Um mês depois do incêndio, o pessoal do Zmar já estava a trabalha. A reabertura aconteceu oito meses depois. Não só não sentiram um decréscimo no número de visitas, como estas até aumentaram. “Recebemos mais pessoas, até porque o Zmar estava muito melhor.” Refeitos os bares, cozinhas e piscina de ondas, foi ainda possível acrescentar uma quinta pedagógica, novos bares, restaurantes e um renovado ginásio.
A pandemia
Em janeiro de 2020, segundo Francisco de Mello Breyner, o negócio florescia: nesse mês, o resort faturou o dobro do mesmo período de 2019. Em fevereiro, a subida foi de 50%. Depois, chegou a pandemia, que atirou o País para dentro de portas e congelou quase toda a atividade turística.

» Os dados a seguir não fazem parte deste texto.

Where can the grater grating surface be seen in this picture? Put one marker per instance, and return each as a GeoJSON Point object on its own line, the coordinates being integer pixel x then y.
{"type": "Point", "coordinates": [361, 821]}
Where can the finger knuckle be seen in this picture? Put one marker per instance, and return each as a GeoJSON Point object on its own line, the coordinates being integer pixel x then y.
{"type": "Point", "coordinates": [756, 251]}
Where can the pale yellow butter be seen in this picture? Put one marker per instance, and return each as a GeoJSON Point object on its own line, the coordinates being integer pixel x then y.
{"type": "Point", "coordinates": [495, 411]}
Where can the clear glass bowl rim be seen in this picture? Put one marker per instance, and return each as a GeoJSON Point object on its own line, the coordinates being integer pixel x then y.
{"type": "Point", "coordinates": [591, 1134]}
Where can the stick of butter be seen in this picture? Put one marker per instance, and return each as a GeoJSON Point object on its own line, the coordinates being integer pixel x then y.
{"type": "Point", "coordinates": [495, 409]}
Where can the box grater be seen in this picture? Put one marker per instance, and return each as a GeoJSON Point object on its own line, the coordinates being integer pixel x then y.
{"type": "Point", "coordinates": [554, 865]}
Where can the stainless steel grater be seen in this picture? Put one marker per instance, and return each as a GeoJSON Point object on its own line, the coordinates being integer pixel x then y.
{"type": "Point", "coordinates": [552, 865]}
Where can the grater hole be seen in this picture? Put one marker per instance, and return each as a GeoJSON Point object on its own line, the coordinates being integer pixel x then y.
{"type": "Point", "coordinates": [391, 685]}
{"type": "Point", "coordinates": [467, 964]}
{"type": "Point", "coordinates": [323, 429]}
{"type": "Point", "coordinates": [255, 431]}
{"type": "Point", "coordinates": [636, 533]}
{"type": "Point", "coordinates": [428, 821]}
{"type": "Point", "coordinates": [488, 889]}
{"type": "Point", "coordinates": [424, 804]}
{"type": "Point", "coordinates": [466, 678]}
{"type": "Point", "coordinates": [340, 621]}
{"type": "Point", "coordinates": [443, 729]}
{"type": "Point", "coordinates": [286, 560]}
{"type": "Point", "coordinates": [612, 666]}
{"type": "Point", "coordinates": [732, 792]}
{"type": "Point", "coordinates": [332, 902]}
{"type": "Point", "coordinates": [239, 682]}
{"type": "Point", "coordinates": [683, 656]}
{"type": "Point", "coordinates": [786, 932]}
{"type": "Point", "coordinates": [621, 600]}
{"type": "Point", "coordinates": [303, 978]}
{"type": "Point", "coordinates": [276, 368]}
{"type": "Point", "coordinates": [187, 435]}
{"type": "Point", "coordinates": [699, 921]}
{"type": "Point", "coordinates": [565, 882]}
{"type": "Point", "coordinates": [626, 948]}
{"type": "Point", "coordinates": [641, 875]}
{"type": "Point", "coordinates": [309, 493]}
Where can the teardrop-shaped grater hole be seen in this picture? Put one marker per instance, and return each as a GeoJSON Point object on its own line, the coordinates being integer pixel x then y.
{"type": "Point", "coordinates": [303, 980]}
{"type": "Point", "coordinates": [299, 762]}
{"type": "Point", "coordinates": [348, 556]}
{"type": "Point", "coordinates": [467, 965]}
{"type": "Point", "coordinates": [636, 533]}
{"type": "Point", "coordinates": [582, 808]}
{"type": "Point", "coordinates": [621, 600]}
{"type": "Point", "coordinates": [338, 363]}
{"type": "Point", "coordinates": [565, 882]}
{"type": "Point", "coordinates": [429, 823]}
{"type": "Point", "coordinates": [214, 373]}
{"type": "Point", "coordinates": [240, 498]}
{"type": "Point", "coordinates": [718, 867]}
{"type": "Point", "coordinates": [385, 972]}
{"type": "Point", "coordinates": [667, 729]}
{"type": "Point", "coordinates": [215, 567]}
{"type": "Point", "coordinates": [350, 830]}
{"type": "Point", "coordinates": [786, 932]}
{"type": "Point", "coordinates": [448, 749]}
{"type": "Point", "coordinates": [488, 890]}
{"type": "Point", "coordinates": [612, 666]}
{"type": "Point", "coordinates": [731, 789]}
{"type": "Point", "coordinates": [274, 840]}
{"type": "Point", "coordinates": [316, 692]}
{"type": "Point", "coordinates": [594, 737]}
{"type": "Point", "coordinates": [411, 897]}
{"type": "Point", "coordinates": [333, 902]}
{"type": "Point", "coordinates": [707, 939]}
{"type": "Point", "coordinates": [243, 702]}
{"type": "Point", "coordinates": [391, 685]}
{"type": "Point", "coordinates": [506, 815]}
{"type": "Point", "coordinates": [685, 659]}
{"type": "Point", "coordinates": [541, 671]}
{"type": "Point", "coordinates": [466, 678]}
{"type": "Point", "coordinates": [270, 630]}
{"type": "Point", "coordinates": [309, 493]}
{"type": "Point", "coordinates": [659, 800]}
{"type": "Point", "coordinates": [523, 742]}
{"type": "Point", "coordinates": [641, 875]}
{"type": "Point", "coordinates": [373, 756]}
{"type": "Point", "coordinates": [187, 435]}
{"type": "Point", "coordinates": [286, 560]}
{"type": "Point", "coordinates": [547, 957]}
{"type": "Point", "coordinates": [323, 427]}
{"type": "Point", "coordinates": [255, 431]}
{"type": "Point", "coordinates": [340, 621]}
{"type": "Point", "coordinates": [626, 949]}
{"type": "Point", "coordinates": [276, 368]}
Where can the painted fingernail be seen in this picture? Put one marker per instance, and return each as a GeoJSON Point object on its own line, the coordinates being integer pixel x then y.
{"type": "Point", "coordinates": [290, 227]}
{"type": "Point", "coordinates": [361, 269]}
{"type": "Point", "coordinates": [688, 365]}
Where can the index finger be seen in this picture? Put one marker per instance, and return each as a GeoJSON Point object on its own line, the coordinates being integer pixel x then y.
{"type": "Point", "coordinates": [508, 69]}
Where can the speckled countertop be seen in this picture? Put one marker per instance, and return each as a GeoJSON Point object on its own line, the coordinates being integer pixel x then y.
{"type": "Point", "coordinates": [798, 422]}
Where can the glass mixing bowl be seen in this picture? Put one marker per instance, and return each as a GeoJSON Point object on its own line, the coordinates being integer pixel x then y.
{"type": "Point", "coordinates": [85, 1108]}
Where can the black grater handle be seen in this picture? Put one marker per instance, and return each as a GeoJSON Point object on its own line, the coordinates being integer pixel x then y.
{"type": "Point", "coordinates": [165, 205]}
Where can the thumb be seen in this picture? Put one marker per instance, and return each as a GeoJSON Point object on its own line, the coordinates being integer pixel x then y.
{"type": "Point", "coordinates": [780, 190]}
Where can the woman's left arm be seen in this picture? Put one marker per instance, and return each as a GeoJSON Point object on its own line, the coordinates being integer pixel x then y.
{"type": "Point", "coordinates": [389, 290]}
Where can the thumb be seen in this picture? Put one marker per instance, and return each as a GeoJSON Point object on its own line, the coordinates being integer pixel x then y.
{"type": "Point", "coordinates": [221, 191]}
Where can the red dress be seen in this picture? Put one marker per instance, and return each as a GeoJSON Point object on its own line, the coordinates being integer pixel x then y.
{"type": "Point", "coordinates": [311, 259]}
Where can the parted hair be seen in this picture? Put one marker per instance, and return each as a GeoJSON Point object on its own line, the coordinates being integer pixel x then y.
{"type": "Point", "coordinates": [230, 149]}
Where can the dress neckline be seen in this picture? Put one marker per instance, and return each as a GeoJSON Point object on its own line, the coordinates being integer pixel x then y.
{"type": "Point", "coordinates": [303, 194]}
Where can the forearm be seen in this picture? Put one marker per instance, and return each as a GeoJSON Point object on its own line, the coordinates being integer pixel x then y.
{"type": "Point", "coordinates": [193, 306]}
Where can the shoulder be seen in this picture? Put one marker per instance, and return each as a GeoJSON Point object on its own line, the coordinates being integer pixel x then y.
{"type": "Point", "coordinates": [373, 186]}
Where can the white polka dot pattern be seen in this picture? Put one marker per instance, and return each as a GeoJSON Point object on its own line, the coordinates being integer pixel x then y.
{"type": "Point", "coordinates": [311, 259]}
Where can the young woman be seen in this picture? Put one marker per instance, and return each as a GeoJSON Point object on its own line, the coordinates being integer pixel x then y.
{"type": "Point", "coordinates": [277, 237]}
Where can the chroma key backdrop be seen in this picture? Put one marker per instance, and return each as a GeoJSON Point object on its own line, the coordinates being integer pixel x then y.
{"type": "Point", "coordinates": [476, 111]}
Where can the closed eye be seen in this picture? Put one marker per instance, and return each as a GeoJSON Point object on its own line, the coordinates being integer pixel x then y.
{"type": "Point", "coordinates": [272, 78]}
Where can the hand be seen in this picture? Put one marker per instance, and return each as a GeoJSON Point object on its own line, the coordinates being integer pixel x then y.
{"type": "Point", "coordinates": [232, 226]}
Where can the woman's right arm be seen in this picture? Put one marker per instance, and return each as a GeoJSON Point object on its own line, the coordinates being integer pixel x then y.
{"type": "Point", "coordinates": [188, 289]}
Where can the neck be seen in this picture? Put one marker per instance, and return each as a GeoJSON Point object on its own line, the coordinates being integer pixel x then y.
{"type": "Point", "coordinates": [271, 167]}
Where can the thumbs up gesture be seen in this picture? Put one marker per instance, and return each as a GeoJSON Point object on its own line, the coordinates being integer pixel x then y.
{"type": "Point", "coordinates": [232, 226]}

“Íamos lançados. Já tínhamos a Páscoa toda vendida, grupos vendidos, o verão a vender de vento em popa. Tivemos que fechar”, notava Francesca. O medo e a insegurança dos trabalhadores aconselhou a um encerramento antes mesmo da ordem do governo.
A reabertura aconteceu a 28 de maio, com as devidas restrições, mas com um enorme otimismo da parte de pai e filha, donos e gestores do Zmar. Um ano depois, o cenário parece ser ainda mais difícil para o eco-resort que já passou por quase tudo. Resta saber se este é apenas mais um obstáculo — ou o último.